It is only when you return you realise just how much you have missed somewhere special so much. The global spread of the Covid pandemic wrecked our enjoyment, excitement and in many cases absolute amazement of witnessing world class performers at legendary venues. The music at Glastonbury, tennis at Wimbledon, football at the Nou Camp, Wembley or the San Siro, Formula One at Monaco, Indy Cars at Indianapolis and road racing on the Isle of Man disappeared overnight. Their return has done so much to lift everybody’s spirits and make us all realise just how much we have missed them. Phillip Island is right up there with them all. On Sunday the Australian circuit perched high above that crashing surf put on a show that we had waited three long painful years to explode before our eyes. We knew the Island would not let us down and it did not
Just where do you start. The highlight for me is the MotoGP™ win by Alex Rins for the Ecstar Suzuki team. We have all been there. Working through the last few months of a job. The nightmare of knowing you will not return the next year. Nobody would blame the Suzuki team, worried about their futures, their families and finances, if they lost both concentration and heart. Instead pride and dignity shone through that dark cloud of uncertainty to produce a Grand Prix winning machine superbly ridden by Alex Rins, who has also had such a tough year. Surely a company with such principles will return to the fray one day. They have done it before.

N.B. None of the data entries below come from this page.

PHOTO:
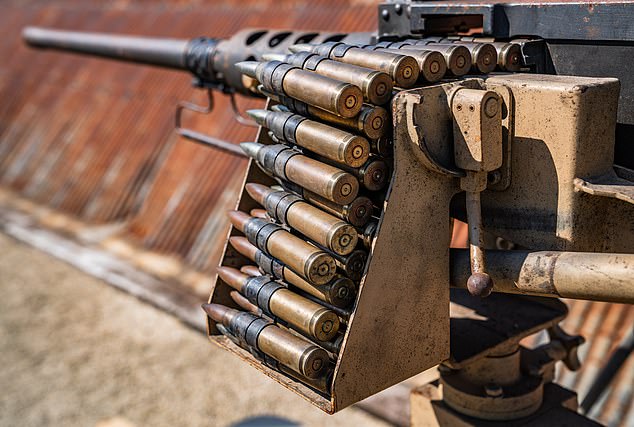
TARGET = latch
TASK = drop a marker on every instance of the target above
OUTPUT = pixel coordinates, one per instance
(477, 130)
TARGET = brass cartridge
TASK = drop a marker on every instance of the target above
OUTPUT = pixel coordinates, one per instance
(509, 56)
(372, 121)
(458, 57)
(259, 213)
(376, 86)
(340, 291)
(343, 99)
(301, 314)
(432, 64)
(312, 264)
(357, 213)
(321, 383)
(293, 352)
(401, 68)
(373, 175)
(324, 229)
(353, 265)
(384, 147)
(325, 180)
(332, 143)
(484, 56)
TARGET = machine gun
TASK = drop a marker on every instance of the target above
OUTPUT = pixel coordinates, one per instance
(352, 292)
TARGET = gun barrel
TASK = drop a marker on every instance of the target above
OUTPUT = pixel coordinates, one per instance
(578, 275)
(164, 52)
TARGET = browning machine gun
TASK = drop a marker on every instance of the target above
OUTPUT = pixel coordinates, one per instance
(337, 279)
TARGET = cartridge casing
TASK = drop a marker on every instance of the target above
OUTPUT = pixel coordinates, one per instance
(484, 56)
(357, 213)
(354, 264)
(320, 383)
(312, 264)
(343, 99)
(432, 64)
(372, 121)
(330, 142)
(325, 180)
(402, 68)
(376, 86)
(295, 353)
(339, 292)
(373, 175)
(458, 58)
(312, 222)
(303, 315)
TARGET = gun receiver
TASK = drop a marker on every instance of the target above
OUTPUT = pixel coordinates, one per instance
(354, 246)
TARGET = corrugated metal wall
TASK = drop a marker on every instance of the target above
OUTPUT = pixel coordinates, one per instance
(94, 138)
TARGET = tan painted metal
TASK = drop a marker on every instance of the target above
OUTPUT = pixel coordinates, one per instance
(563, 129)
(410, 250)
(578, 275)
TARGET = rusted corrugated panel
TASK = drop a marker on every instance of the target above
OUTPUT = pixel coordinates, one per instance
(94, 138)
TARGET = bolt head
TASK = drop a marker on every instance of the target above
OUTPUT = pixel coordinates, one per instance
(493, 390)
(480, 285)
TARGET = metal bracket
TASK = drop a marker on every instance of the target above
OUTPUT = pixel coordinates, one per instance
(198, 137)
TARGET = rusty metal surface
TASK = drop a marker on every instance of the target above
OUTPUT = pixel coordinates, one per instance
(94, 138)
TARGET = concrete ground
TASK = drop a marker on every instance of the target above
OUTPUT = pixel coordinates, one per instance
(74, 351)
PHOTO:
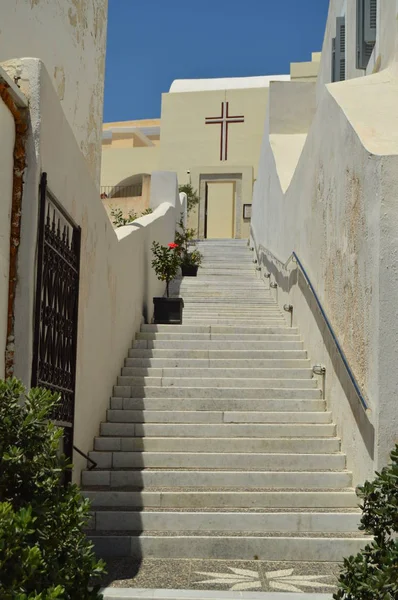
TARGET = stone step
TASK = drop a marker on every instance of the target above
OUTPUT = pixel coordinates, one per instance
(218, 382)
(223, 499)
(228, 301)
(187, 329)
(216, 329)
(147, 391)
(240, 547)
(216, 345)
(112, 593)
(204, 363)
(257, 295)
(278, 321)
(283, 522)
(258, 315)
(218, 354)
(221, 404)
(225, 372)
(226, 479)
(241, 445)
(186, 416)
(227, 337)
(203, 282)
(225, 460)
(263, 430)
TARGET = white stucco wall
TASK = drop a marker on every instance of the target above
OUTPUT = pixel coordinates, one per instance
(69, 36)
(7, 129)
(340, 214)
(117, 283)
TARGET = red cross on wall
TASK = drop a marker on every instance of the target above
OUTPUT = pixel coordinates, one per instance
(225, 120)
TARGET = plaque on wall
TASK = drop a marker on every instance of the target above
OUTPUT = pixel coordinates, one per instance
(247, 211)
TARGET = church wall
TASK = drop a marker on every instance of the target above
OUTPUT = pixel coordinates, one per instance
(192, 148)
(116, 283)
(7, 128)
(120, 163)
(60, 33)
(340, 215)
(187, 142)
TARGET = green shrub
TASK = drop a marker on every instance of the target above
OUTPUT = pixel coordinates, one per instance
(373, 573)
(166, 262)
(192, 195)
(184, 238)
(44, 553)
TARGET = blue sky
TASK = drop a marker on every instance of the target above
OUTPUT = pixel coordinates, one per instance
(153, 42)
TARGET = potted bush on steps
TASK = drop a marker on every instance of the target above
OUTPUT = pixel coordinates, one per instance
(190, 261)
(166, 263)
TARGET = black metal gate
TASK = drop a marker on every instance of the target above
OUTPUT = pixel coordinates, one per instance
(56, 308)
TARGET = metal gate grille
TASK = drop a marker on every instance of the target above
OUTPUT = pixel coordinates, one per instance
(57, 296)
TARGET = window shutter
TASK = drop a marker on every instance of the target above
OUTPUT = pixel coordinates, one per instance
(370, 21)
(366, 31)
(340, 50)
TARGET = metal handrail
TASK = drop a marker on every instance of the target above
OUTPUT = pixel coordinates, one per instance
(295, 258)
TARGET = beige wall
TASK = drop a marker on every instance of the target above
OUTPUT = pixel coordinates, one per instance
(187, 142)
(117, 283)
(340, 214)
(119, 164)
(7, 128)
(60, 33)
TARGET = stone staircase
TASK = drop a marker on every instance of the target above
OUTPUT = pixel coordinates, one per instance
(218, 443)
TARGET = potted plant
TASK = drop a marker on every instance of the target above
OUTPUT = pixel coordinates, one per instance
(190, 261)
(166, 263)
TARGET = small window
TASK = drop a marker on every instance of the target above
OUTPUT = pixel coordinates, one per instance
(366, 31)
(338, 51)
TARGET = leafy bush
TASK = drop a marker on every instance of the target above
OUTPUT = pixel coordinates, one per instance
(192, 195)
(119, 220)
(166, 262)
(184, 238)
(44, 553)
(373, 573)
(147, 211)
(192, 259)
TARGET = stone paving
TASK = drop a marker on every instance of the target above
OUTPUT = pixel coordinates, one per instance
(251, 576)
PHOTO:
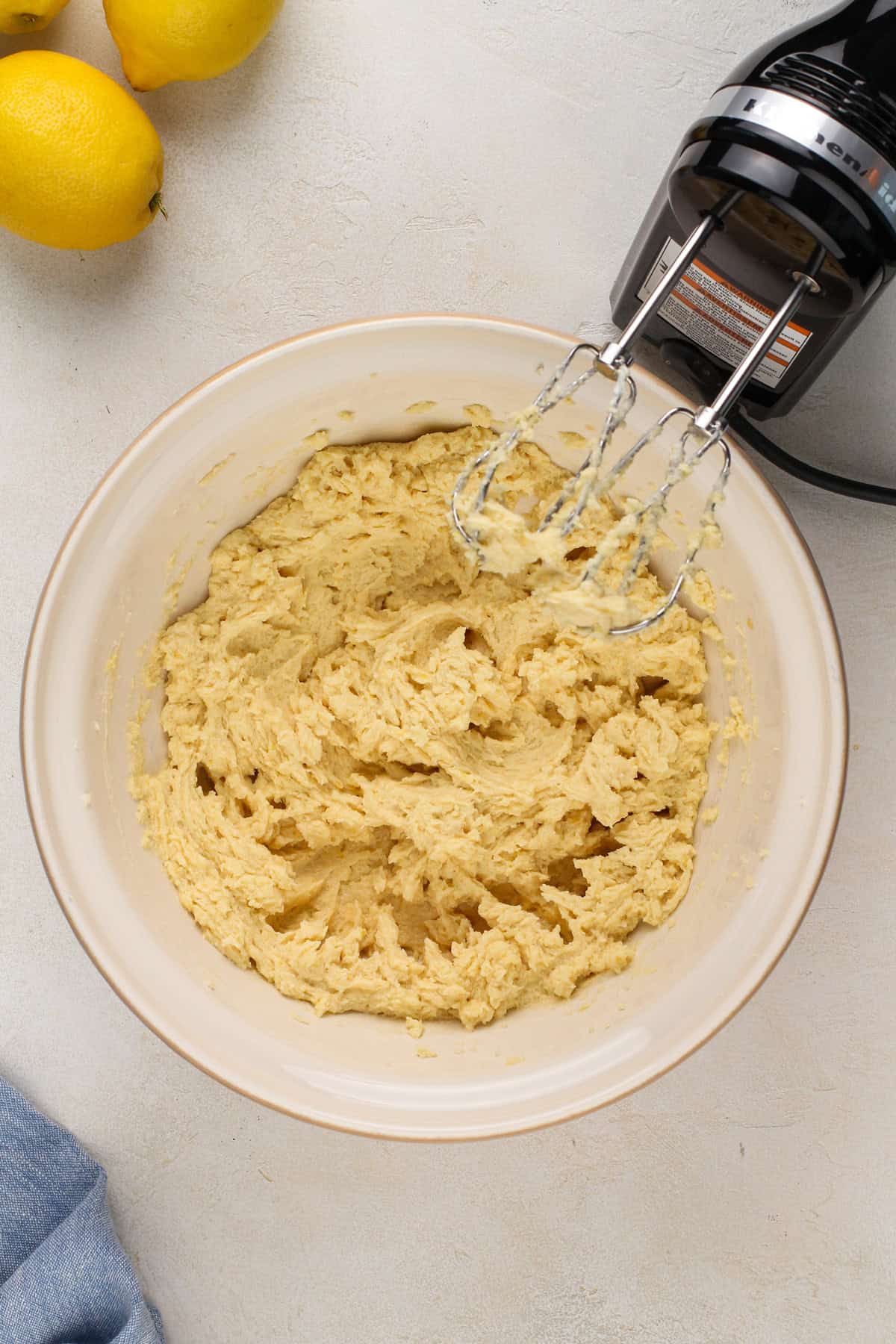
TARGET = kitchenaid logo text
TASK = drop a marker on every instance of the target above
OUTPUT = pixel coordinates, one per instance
(871, 176)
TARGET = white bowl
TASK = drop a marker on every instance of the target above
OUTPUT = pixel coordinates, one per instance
(158, 515)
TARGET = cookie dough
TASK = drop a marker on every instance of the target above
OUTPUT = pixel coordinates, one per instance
(394, 784)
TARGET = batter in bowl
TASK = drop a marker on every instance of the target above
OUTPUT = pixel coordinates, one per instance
(394, 784)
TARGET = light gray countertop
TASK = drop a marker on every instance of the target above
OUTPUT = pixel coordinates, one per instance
(485, 156)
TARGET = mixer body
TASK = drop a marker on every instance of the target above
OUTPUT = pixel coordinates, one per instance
(795, 155)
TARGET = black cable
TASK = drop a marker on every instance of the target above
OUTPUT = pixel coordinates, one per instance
(689, 362)
(803, 470)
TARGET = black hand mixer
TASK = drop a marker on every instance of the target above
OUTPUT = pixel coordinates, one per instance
(768, 240)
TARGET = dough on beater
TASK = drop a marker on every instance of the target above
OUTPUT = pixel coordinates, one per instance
(393, 784)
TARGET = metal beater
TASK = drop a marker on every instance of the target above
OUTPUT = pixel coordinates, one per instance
(700, 432)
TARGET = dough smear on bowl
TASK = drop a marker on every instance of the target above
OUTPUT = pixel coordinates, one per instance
(394, 784)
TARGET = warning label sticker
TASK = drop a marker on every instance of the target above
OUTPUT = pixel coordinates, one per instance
(722, 319)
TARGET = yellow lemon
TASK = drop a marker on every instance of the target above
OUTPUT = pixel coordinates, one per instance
(186, 40)
(28, 15)
(82, 163)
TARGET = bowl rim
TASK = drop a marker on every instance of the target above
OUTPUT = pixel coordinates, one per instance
(69, 906)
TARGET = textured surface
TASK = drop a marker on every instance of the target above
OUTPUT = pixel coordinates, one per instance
(378, 158)
(393, 784)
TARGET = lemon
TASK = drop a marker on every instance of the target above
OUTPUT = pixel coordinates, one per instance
(82, 163)
(186, 40)
(28, 15)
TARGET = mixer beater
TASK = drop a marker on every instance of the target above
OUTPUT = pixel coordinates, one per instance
(702, 430)
(780, 198)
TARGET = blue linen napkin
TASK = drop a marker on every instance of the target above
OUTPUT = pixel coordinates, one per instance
(63, 1276)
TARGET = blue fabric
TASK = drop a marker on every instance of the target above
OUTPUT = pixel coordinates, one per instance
(63, 1276)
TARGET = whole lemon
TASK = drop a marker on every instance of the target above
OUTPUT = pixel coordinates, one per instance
(186, 40)
(82, 164)
(28, 15)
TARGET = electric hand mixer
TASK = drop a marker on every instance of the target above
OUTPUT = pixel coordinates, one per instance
(780, 199)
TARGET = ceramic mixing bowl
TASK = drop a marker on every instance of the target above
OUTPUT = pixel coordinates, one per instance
(141, 544)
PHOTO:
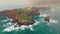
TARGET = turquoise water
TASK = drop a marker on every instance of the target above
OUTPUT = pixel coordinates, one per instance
(40, 27)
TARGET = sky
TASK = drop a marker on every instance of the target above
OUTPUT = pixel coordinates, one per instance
(12, 4)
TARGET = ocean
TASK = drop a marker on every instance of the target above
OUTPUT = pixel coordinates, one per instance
(40, 27)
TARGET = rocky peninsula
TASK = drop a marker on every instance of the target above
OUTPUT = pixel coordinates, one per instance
(21, 16)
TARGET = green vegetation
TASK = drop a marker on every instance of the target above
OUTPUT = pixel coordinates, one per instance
(25, 17)
(22, 13)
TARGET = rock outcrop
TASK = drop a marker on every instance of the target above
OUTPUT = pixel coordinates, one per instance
(20, 19)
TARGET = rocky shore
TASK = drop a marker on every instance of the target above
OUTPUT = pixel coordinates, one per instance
(21, 16)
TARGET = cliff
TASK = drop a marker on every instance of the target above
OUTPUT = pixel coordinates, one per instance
(21, 16)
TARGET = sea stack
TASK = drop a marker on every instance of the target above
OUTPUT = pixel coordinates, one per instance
(47, 18)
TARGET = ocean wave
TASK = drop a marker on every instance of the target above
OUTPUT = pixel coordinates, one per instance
(52, 9)
(23, 27)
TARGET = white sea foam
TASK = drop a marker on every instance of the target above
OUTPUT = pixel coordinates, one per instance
(23, 27)
(4, 20)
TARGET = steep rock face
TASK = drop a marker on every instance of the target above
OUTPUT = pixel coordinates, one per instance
(12, 14)
(22, 17)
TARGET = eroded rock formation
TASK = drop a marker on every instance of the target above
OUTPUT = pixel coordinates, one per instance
(16, 16)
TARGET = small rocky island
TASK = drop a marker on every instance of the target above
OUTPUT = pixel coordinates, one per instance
(21, 16)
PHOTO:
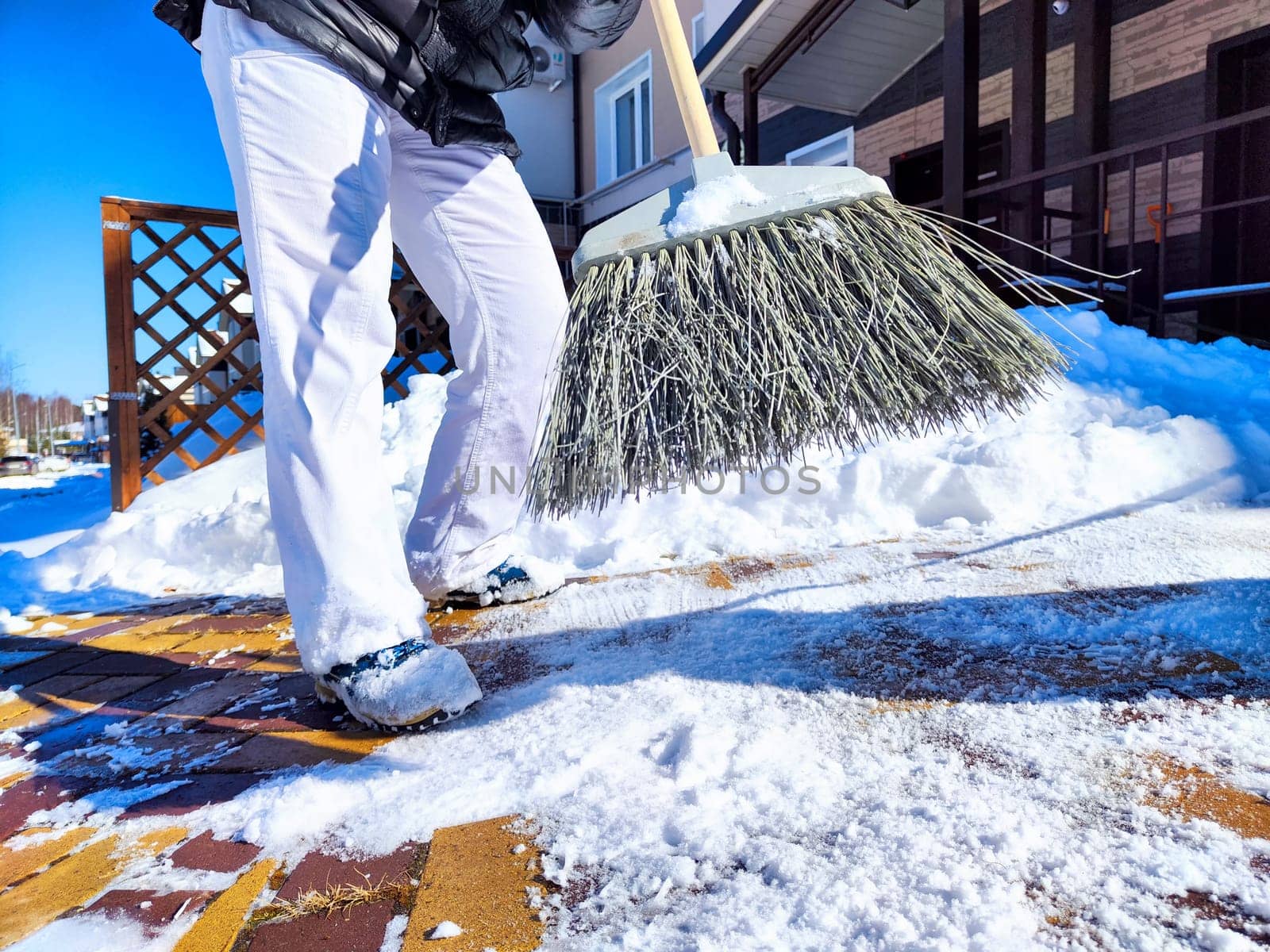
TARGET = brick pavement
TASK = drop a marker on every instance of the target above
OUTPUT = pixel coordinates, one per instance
(192, 702)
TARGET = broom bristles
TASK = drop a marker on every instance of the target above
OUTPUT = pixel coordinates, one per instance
(836, 328)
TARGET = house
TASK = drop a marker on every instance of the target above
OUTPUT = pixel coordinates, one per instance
(601, 131)
(1030, 117)
(95, 438)
(956, 102)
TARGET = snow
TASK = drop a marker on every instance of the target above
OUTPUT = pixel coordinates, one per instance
(863, 749)
(713, 203)
(394, 933)
(98, 933)
(1259, 287)
(1136, 420)
(52, 507)
(444, 931)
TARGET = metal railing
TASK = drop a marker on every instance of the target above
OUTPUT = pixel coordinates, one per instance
(1134, 163)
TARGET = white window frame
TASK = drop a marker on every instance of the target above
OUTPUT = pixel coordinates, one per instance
(844, 155)
(606, 133)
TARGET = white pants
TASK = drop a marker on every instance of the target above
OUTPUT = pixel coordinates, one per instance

Just over eight tenths of one second separating the first seven finishers. Marc Marquez’s 100th podium finish. Pecco Bagnaia grabbing the lead in the World Championship. Jack Miller being brought down at the corner that had just been named after him. The crowning of Izan Guevara as the new Moto3™ World Champion in the earlier race. The 40,000 patriotic crowd giving six times Island winner Casey Stoner such a rousing reception. It was a typical day at the office for Phillip Island.
I was actually in Australia filming a documentary about World Champion Wayne Gardner when it was announced that a certain Island off the coast in Victoria was going to stage the very first Australian Grand Prix. I do not think many people had the faintest idea where it was and further investigation revealed it was famous for its penguins, big sharks and surfing. That all changed dramatically a year later with the 1989 Australian Grand Prix. Gardner’s win at that first Grand Prix brought Australia to a halt. We realised that weekend this was somewhere so special. Designed for motorcycle racing by Bob Barnard, a ribbon of tarmac that had no equal.
It was just the start of an incredible journey for the iconic venue. The Mick Doohan Gardner duel in 1990. Loris Capirossi becoming the youngest ever World Champion the same year. Doohan clinching the 1998 world title. The last lap decider for the 2000 250cc World title between Olivier Jacque and Shinya Nakano. Valentino Rossi winning his first premier class world title in 2001. The MotoGP™ battle in 2015 that led to the Marquez/Rossi war and Cal Crutchlow’s 2016 victory. Throw in Stoner’s six successive MotoGP™ wins and Rossi’s victory celebrations with the number 7 emblazoned on a special flag following the death of the double World Champion Barry Sheene.
Phillip Island is a little more Glastonbury than any of those other legendary venues. Worries about the weather, traffic and camping totally obliterated when the action begins. Welcome back, we have missed you so much and the penguins, big sharks and surf are all still thriving.
So many memories, hopefully many more to come.